March 5th, 1999 - A more positive thought: based on small excerpts I have been reading on the Church, New Jerusalem, and the marriage with the Bridegroom, I have been questioning what this constitutes in terms of my own perceived union. I’m considering whether conceptually, this perceived universal awareness constitutes a spiritual city on a mental plane. We are a city, one founded in a universal consciousness, Martin’s "Freestate". And so far the city is unknown, undefined, and did not have entrance requirements, it was in the dark. I started thinking this way and then I saw a reference by Jakob Dylan, where he describes an invisible city that shouldn’t be dark (Mar. 3rd). Well, I think it’s verging on being lit.
Then I’m wondering, in terms of the Church being restored to her true place, if that is what is happening.

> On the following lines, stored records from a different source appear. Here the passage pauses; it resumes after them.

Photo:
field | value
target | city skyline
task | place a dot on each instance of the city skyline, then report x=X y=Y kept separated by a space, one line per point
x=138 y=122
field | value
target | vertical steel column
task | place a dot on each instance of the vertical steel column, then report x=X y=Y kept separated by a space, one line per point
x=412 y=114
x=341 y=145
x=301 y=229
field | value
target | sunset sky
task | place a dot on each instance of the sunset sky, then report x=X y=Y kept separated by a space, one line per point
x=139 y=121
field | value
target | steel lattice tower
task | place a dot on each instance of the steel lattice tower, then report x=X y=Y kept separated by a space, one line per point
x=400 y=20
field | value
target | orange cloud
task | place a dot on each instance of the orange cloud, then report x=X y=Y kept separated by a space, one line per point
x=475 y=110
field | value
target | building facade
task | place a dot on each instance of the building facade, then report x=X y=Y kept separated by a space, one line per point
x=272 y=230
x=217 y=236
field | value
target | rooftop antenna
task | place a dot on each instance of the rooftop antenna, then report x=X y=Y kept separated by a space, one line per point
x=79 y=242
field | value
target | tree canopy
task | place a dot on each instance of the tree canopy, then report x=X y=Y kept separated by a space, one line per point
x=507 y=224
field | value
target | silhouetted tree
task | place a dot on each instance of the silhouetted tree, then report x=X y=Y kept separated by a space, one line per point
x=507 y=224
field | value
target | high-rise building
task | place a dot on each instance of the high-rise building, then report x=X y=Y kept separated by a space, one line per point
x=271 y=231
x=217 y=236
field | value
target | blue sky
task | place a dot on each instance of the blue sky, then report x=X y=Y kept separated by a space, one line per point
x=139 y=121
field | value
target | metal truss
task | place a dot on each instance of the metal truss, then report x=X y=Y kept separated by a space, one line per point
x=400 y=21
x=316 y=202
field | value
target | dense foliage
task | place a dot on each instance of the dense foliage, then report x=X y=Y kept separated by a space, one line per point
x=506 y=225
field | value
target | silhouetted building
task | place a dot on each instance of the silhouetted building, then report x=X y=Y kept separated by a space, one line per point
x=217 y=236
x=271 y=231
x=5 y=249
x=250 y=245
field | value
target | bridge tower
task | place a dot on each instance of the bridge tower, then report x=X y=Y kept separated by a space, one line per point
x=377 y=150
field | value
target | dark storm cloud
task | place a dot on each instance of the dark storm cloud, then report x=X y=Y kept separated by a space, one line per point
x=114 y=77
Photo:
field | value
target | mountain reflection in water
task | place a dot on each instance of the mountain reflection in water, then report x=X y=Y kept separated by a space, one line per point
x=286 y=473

And then I'm questioning, where does the Bridegroom come in, i.e., where’s Christ in all this? This is why when Gregg says, Someday you’ll realize that I was the One for you, I’m giving it undue significance. Because I’m speculating that, as I theorize that the only way Cave can have converted is if God was between us, so too God is between our potential union. Which means, indubitably, for the first time in human history, in all likelihood, we can know for a certainty that a marriage was fulfilled in the true Christian definition (a union between man and woman, sanctioned by God), for otherwise it would not have come to pass. Given this circumstance, and the fact that it may be associated with a universal union of a body of souls, is what in fact happening here is that we are literally forming a body in Christ, the true definition of the Holy Church, in terms of a consciousness? Therefore, the Bridegroom is in all of us; that is how Christ returns? The Bridegroom is the unifying factor in all of us, and we all marry Him, which is why Gregg can hit me with a capital “O”. He’s invoking Christ in this.
This is why "Like a thief in the night" is a very, very loaded statement when the Stones use it. So in a sense, meeting with Cave is like meeting with Christ, in that it is meeting through Christ, but that can be reflected in others. I saw that in terms of Bono, and Gregg was invoking it on purpose. Heady stuff. Is that how I can meet the human terms, and the Divine, at the same time? Because I’ve always wondered where He was going to come into the equation; I must retain my married connection to the higher realms, my direct association to God. If I was performing a function in integrating the Church, then where was/is the reciprocal union with God?
Man, I don’t even wanna know what I’d see if I actually started studying the Bible.